Acreditamos que essas normas e os procedimentos que referimos anteriormente poderiam fazer com que as discotecas pudessem voltar a funcionar.

 

Entretanto, o bar Ouriço Terrace regressou à actividade. Há quanto tempo se encontra em funcionamento e o que motivou a abertura deste espaço apesar das condicionantes?

Estamos abertos desde que o Governo permitiu a reabertura das esplanadas, em Junho, mas apenas a partir de Agosto com horário até à meia noite e com comida.

não podemos comparar os dois tipos de negócios

E como tem sido a afluência desde a abertura? Tem tido mais clientes portugueses ou estrangeiros?

Temos tido clientes de todos os tipos, sendo que notamos uma quebra no que toca aos estrangeiros, principalmente.

 

O Ouriço Terrace tem ajudado a colmatar as perdas com o encerramento da discoteca?

Não, de forma alguma. Não podemos comparar os dois tipos de negócios: sempre tivemos a esplanada Ouriço Terrace a funcionar e a facturar de forma distinta da discoteca.

 

E este terá um horário de funcionamento adaptado ao Inverno ou planeiam encerrar após o Verão?

Pretendemos manter a esplanada aberta sempre que o clima o permita e com adaptações para o Inverno, como por exemplo aquecedores de rua, etc.

No que à facturação diz respeito, quanto estimam que será a quebra nas receitas da discoteca este ano?

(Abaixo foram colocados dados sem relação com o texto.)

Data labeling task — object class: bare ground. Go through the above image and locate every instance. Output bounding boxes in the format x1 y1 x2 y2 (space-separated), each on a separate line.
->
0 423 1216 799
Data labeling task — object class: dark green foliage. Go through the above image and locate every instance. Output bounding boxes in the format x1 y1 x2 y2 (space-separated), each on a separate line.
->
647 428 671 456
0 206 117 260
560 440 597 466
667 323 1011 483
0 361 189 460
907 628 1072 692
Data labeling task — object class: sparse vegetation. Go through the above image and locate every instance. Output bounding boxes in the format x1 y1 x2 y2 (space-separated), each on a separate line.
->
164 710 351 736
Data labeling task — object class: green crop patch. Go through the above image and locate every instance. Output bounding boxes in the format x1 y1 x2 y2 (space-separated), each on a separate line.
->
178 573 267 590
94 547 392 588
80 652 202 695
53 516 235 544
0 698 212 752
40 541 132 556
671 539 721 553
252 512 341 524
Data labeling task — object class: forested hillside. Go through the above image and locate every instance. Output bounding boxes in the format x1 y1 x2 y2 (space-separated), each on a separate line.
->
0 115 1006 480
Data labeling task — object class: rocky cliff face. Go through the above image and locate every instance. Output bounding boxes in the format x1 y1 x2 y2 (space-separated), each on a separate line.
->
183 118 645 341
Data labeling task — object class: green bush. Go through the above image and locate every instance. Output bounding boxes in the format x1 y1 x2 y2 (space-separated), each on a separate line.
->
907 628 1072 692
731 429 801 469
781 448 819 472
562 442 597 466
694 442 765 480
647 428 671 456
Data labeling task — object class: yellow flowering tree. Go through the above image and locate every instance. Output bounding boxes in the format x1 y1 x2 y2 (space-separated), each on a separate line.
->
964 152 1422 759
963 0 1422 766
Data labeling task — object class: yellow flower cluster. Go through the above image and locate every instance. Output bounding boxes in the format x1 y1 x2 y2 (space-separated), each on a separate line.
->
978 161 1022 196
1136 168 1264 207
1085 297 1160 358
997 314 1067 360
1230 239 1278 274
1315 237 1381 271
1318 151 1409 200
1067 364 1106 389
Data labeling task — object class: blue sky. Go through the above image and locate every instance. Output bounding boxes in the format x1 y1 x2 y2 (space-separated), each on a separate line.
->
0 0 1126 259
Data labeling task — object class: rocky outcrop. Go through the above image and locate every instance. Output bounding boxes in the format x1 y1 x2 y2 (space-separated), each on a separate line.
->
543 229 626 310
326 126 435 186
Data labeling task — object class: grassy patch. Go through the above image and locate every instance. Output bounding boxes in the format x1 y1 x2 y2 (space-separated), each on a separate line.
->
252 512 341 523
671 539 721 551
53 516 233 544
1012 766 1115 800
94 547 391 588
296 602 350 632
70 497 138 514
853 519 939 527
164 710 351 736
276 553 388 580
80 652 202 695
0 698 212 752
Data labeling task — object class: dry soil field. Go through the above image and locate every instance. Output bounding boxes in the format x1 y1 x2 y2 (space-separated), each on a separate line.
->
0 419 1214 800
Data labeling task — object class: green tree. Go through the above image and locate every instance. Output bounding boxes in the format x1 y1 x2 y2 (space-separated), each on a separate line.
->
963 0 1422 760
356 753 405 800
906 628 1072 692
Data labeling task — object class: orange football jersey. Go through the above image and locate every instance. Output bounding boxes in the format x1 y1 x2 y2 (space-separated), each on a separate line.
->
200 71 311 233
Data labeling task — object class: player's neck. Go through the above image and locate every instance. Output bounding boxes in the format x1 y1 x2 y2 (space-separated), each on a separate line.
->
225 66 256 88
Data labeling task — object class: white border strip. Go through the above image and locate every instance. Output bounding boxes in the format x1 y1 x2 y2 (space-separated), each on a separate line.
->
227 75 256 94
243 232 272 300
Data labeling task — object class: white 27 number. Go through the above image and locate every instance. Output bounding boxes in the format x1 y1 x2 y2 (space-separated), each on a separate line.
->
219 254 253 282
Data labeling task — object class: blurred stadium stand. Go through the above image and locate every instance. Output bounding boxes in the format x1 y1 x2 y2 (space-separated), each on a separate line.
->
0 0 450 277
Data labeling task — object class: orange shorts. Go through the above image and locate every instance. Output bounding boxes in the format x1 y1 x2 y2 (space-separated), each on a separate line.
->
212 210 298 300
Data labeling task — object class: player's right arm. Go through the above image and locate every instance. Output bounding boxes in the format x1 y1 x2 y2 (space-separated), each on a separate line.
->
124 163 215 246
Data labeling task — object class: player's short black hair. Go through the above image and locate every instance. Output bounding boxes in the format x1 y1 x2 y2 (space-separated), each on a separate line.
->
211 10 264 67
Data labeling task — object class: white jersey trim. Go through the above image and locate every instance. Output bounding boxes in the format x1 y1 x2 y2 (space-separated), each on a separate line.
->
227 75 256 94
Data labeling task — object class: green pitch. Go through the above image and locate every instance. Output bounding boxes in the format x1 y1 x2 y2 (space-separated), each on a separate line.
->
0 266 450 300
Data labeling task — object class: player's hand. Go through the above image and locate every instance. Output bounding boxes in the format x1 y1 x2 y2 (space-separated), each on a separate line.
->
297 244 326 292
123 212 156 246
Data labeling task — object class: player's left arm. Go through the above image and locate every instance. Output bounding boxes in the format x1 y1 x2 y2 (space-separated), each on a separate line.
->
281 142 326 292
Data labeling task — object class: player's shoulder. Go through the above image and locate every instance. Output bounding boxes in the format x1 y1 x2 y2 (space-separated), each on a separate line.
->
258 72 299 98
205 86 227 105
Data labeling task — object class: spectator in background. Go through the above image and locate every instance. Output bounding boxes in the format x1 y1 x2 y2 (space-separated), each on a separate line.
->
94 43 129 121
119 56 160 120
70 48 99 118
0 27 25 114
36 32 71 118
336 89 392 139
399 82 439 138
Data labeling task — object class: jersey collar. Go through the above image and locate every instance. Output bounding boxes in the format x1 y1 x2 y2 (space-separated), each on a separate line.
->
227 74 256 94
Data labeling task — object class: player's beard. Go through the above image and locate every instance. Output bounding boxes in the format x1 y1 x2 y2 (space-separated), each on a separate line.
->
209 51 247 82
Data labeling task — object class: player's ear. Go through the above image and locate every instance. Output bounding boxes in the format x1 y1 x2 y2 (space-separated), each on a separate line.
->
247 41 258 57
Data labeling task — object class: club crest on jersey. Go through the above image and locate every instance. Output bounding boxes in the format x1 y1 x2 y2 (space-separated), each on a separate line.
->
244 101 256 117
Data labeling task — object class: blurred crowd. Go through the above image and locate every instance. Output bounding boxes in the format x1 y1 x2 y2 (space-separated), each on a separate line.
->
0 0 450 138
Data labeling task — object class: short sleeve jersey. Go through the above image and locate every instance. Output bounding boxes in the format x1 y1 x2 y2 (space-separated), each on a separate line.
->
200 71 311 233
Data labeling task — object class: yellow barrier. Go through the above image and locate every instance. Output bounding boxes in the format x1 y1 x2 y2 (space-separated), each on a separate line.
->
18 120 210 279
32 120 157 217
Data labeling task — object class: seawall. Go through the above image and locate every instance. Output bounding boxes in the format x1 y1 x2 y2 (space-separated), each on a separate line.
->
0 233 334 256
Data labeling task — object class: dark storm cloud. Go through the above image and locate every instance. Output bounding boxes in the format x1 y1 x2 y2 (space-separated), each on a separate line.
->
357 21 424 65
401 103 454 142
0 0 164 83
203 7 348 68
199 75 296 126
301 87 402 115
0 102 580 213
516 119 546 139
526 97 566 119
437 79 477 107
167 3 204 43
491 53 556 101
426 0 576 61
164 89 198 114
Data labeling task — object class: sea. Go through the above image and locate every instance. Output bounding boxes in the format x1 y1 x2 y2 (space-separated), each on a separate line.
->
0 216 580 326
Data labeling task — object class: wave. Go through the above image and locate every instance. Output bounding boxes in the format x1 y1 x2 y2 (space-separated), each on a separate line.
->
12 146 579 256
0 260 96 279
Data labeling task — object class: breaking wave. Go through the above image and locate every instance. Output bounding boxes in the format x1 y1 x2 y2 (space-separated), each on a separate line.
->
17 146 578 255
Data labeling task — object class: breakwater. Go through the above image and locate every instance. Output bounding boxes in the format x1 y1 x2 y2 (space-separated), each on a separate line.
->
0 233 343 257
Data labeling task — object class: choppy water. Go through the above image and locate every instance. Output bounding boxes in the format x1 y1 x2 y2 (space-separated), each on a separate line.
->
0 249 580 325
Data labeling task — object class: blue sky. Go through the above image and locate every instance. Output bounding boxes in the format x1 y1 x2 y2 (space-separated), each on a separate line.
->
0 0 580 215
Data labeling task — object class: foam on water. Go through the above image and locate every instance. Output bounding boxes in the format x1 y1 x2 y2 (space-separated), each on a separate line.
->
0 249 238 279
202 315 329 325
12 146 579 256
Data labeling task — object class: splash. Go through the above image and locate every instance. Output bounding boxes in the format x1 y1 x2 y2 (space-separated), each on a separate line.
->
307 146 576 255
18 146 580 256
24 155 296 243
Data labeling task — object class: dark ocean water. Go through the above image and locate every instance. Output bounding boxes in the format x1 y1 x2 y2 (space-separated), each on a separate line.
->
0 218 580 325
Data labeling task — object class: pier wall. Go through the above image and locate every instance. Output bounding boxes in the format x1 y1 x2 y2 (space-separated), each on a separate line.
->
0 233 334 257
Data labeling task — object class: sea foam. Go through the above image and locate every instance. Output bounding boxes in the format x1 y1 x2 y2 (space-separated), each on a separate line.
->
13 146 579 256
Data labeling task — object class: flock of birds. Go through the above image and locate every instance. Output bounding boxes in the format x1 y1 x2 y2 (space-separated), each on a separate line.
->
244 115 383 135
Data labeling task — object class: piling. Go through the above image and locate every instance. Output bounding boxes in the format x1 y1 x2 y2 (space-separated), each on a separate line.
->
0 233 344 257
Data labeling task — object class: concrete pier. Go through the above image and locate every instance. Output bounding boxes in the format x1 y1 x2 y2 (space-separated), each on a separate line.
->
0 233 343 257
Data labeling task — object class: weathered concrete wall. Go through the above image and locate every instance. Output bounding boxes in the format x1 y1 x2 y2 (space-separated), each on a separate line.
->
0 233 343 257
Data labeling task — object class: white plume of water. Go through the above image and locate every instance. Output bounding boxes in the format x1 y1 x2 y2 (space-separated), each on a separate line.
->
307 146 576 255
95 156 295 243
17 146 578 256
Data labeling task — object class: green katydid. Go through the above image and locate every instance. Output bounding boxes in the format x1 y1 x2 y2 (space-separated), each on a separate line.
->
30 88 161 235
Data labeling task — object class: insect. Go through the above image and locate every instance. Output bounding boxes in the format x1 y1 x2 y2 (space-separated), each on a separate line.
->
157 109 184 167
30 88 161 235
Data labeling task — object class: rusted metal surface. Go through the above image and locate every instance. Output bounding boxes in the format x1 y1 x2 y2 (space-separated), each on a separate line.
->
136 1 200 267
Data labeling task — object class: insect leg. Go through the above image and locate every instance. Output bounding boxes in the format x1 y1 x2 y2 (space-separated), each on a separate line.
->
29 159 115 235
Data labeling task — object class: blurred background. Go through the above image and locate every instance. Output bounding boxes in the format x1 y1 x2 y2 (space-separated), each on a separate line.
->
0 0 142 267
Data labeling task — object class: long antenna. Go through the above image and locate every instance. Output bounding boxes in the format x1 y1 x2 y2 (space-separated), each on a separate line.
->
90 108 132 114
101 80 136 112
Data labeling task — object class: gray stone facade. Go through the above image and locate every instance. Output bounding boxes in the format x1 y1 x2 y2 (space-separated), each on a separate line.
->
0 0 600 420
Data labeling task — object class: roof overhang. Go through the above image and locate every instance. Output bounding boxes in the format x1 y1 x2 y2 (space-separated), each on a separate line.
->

As receitas foram praticamente zero, uma vez que apenas estivemos em funcionamento nos dois primeiros meses do ano, sendo que Janeiro e Fevereiro são tradicionalmente dois meses mais fracos em termos de facturação.

 

Quantas pessoas emprega actualmente a discoteca Ouriço, directa e indirectamente? E houve a necessidade de dispensar trabalhadores ou de recorrer ao regime layoff?

Temos em média cinco prestadores de serviços na discoteca Ouriço. Não entrámos em regime de layoff por apenas trabalharmos com trabalhadores independentes.

 

Nesta altura, existe o risco da discoteca Ouriço encerrar permanentemente?

Queremos acreditar que não, mas se não existirem ajudas por parte do Governo a este sector, tal pode mesmo vir, infelizmente, a acontecer.

o Ouriço é um ícone cultural que já faz parte da tradição ericeirense

O sector do turismo alimentava fortes expectativas para 2020. A previsão era de que seria o melhor ano de sempre para o sector. Esta expectativa era partilhada pelo Ouriço antes da pandemia?

Sim, sem dúvida alguma.

 

Tratando-se da discoteca mais antiga do país, o Ouriço é indiscutivelmente uma forte atracção turística da Ericeira, que nos últimos anos tem assistido a um crescimento exponencial de visitantes. De que modo sentem que o Ouriço contribui para atrair visitantes à vila e dinamizar a economia local?

Contribui bastante. É com muito trabalho, dedicação e orgulho que podemos afirmar que o Ouriço sempre funcionou bem e não apenas como discoteca ou espaço de diversão nocturna. É também um ícone cultural que já faz parte da tradição ericeirense, por exemplo, pelas emblemáticas fachadas, cujas pinturas são alteradas todos os anos – o que atrai o olhar de muitos turistas e ajuda a divulgar a Ericeira pelo mundo. E por esta altura do ano, várias pessoas viriam de fora da Ericeira apenas para participarem na festa de aniversário do Ouriço.

 

Na vossa opinião, os efeitos da pandemia na economia local podem representar um retrocesso para Ericeira no que ao turismo diz respeito?

Apenas o futuro o dirá… vamos ver como se desenrolará esta pandemia.

A Câmara Municipal de Mafra prestou algum tipo de apoio ao Ouriço durante este período de incerteza?

Dentro das limitações das suas competências, a Câmara Municipal de Mafra prestou-nos o apoio que lhe foi possível.

 

No meio de toda a incerteza que ainda se vive – e da potencial segunda vaga da pandemia no período de Inverno –, consegue traçar o futuro da discoteca Ouriço a curto prazo? Têm esperança de que no próximo ano a actividade possa ser retomada em pleno?

A esperança é a última a morrer! Pelo bem de todos, esperemos que muito em breve tudo possa voltar à normalidade.

 

Há proprietários de discotecas que admitem não reabrir portas até que esteja disponível uma vacina para a Covid-19. É uma posição que ponderam?

Não, desde que todas as condições previstas pela Direcção Geral de Saúde estejam reunidas, tal como já referimos, pensamos que poderemos reabrir.